Actually I was also in the line up with a little white boy owned by Classical Mile End alpacas. He went on to win Best of British, very deservedly.
In that Supreme line up we stood next to the eventual Supreme Champion, a junior fawn female owned by Houghton Hall Alpacas, who was absolutely beautiful. Her fleece was simply gorgeous, like molten gold. A very worthy winner.

Right enough of that drivel. The highlight for team Patou was that we were represented in the ring by two young Patou warriors, Gus had been accompanied by his best mate, George Fry and both of them were up for a scrap. Having camped on site we were up early and breakfasted ready to do battle on Thursday, junior day. Unusually the Bath and West show not only runs as an age championship but also runs in reverse order. I have no idea why, but it does. That meant the whites were in first and we weren't in the ring until after lunch.

Just before lunch, however, was a small matter of the junior handler class. Gus and George were entered in a line up of five eager handlers, including, past master and hot favourite, Isla May, a very shrewd operator with a steely glint in her eye.

The boys couldn't match Isla and she took the trophy, Gus coming second and George a very creditable third.

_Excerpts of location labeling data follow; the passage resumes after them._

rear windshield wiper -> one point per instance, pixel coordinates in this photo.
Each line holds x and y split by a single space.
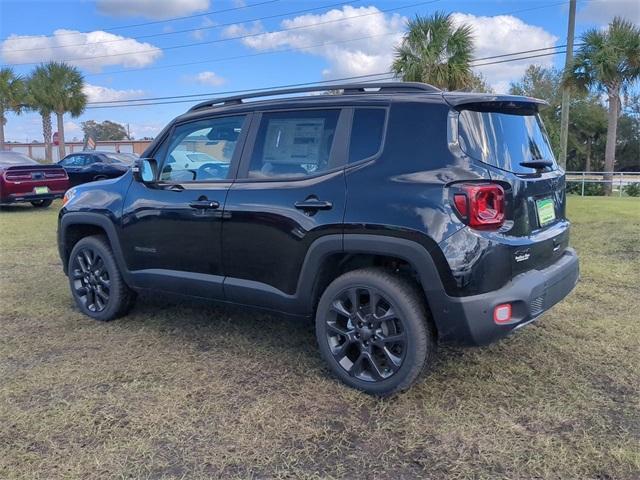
537 164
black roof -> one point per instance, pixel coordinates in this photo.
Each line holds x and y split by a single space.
356 93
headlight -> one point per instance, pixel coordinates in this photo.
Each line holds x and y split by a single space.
68 195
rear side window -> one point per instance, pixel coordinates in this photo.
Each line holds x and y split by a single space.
294 144
504 140
367 131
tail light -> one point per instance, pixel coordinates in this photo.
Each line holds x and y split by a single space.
480 205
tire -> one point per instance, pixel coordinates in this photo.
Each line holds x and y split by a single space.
41 203
381 352
95 280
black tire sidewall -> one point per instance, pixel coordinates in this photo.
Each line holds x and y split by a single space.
412 319
116 299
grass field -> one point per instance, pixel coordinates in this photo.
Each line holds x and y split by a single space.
176 390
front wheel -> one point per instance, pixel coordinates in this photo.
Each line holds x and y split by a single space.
373 331
96 284
41 203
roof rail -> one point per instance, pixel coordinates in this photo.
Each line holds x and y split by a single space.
347 89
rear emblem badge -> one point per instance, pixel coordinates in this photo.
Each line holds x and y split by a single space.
522 255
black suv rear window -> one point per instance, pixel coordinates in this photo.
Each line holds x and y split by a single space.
366 133
504 140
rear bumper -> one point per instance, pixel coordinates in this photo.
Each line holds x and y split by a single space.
31 197
469 320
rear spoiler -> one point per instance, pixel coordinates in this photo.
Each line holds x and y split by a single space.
494 103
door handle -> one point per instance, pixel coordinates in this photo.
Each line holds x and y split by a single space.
204 204
313 204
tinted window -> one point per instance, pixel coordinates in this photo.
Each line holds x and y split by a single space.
73 161
118 158
202 150
366 133
294 144
504 140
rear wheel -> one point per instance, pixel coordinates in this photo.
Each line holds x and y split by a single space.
373 331
96 284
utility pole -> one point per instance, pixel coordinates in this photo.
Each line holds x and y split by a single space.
566 94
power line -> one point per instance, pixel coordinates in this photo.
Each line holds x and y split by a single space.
239 37
122 27
189 30
388 75
228 92
348 78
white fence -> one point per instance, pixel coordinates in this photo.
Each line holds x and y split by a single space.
618 181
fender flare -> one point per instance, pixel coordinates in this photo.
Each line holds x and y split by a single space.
410 251
97 220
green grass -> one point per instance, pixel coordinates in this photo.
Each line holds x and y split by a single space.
177 390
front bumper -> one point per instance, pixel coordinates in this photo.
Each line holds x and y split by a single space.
469 320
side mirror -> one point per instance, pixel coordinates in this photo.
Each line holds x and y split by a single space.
145 170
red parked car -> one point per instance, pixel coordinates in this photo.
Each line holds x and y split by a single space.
22 179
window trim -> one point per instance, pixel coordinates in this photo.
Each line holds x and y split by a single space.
376 155
340 144
235 159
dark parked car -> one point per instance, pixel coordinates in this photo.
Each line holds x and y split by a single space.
88 166
22 179
397 217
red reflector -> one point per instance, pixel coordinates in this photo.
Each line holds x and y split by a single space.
502 313
481 205
461 204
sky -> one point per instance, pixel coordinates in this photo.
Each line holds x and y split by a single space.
131 49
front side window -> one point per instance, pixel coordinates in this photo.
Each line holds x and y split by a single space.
202 150
504 140
294 144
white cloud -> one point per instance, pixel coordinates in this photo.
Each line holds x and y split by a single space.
200 34
506 34
98 49
208 78
597 12
493 36
97 93
155 9
349 58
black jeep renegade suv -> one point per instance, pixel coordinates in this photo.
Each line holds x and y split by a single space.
396 214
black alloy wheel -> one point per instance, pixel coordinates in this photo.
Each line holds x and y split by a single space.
95 280
90 277
366 334
374 330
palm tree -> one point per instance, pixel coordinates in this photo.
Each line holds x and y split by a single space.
37 95
608 61
434 51
62 93
12 95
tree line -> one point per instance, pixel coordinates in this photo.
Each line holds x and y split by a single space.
607 64
52 88
603 135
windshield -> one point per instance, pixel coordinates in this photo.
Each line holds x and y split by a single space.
504 140
119 158
15 158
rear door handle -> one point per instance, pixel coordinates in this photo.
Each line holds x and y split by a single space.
313 204
204 204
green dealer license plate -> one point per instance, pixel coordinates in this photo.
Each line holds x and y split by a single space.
546 211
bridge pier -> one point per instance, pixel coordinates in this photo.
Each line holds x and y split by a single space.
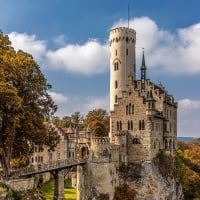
59 185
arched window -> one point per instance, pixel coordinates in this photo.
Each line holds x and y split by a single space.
143 125
126 109
116 99
116 84
132 109
131 125
140 125
136 141
120 125
117 125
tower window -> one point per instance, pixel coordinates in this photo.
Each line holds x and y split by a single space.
116 84
116 66
120 125
141 125
116 99
132 109
130 125
136 141
126 109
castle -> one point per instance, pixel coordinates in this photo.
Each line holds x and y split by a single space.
143 120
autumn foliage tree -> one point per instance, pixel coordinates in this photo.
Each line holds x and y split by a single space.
24 104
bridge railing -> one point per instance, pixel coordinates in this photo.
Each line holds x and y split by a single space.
45 167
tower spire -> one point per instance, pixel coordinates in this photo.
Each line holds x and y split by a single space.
143 72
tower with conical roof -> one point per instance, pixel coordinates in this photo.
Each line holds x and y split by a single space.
122 61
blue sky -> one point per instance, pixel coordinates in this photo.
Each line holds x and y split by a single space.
69 40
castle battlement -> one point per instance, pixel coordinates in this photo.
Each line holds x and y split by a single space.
100 140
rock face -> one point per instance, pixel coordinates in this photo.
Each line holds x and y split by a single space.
149 184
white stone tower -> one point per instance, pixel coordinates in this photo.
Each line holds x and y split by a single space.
122 61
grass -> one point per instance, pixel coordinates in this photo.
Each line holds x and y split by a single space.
48 190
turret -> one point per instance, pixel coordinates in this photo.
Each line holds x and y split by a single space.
122 61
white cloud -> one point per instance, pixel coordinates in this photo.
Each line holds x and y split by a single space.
60 40
89 58
189 117
29 44
169 52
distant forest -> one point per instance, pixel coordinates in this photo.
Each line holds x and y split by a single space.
188 168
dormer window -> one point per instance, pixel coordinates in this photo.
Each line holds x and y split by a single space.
116 66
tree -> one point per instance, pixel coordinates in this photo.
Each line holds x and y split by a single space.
98 121
24 104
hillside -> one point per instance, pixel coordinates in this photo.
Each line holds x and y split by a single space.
188 168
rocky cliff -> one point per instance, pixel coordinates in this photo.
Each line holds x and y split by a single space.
149 184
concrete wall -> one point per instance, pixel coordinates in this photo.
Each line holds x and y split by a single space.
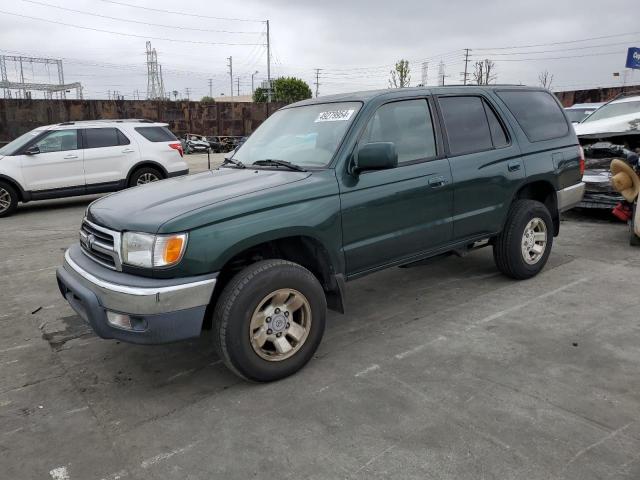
228 118
594 94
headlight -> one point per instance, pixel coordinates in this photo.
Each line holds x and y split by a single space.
145 250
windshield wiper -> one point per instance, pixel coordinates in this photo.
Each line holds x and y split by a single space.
237 163
281 163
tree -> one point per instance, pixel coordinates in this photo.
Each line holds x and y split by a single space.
546 79
285 89
484 72
400 75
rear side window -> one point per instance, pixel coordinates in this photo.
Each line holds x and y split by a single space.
156 134
408 125
466 123
104 137
537 113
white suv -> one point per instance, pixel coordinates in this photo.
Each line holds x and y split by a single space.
80 158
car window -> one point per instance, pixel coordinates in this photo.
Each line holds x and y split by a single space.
101 137
156 134
498 134
58 141
408 125
466 124
537 113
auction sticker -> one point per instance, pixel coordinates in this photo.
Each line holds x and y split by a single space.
334 116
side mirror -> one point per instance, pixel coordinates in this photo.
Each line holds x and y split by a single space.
376 156
33 150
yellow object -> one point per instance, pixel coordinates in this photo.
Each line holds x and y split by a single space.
625 180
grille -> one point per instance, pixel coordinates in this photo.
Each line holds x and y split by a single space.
101 245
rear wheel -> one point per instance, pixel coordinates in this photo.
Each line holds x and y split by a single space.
269 320
521 250
8 199
145 175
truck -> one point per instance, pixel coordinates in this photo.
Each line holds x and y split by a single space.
324 192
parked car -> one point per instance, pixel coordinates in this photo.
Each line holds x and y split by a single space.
579 111
79 158
195 143
323 192
612 131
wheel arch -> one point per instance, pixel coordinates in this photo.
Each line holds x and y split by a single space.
544 192
146 163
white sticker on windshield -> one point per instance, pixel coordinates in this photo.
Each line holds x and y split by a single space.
334 116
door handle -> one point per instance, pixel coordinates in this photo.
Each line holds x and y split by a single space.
435 182
514 166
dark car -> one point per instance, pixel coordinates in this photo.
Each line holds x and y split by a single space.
325 191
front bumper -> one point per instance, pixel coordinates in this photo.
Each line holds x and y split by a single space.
570 197
161 310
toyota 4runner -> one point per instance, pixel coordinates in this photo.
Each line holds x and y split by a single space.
325 191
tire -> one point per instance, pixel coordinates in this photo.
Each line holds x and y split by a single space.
241 315
145 175
634 240
8 199
516 250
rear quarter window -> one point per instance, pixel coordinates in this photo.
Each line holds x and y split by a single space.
537 113
156 134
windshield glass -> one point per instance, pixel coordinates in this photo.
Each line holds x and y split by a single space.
306 136
613 110
577 115
12 147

Top marks to Barbara for her judging in, undoubtedly, the toughest class of the show!


Lunch was taken as the boys prepared for the proper show classes and it wasn't long before they were doing battle in the junior grey class. First for Vickery with Gus and second for Wasimba and George, the Mighty Patou were up and running.


As usual it was a all over in a blur with Gus going in six consecutive classes, brown, black and grey, not just for us, he was in demand.

He took Wesley in the junior black male class and came second behind some old bloke from Somerset, who was a little too smug showing off his first placed rosette!


The nuts and bolts of it were that we ended up with colourful display of rosettes as the big boys Tsar and Talisker took first and second in the intermediate brown class on Friday.


I am now at home with plenty to do, we are shearing next Wednesday and we need some sunshine to dry the shearing field up or we won't be able to get any vehicles in, I mean, come on, it's June! Where's the bloody sunshine!
We also have females to watch, ten girls have now passed the eleven month stage and are lying around like a load of beached whales. No galavanting about from now on, we are firmly and properly on 'cria watch'.
I also have a a group of animals to get ready for export, but more on that when they have safely landed the other side of the channel.

So what am I doing sitting here in front of the computer I hear you all roar!
Enough said, now where are my wellies?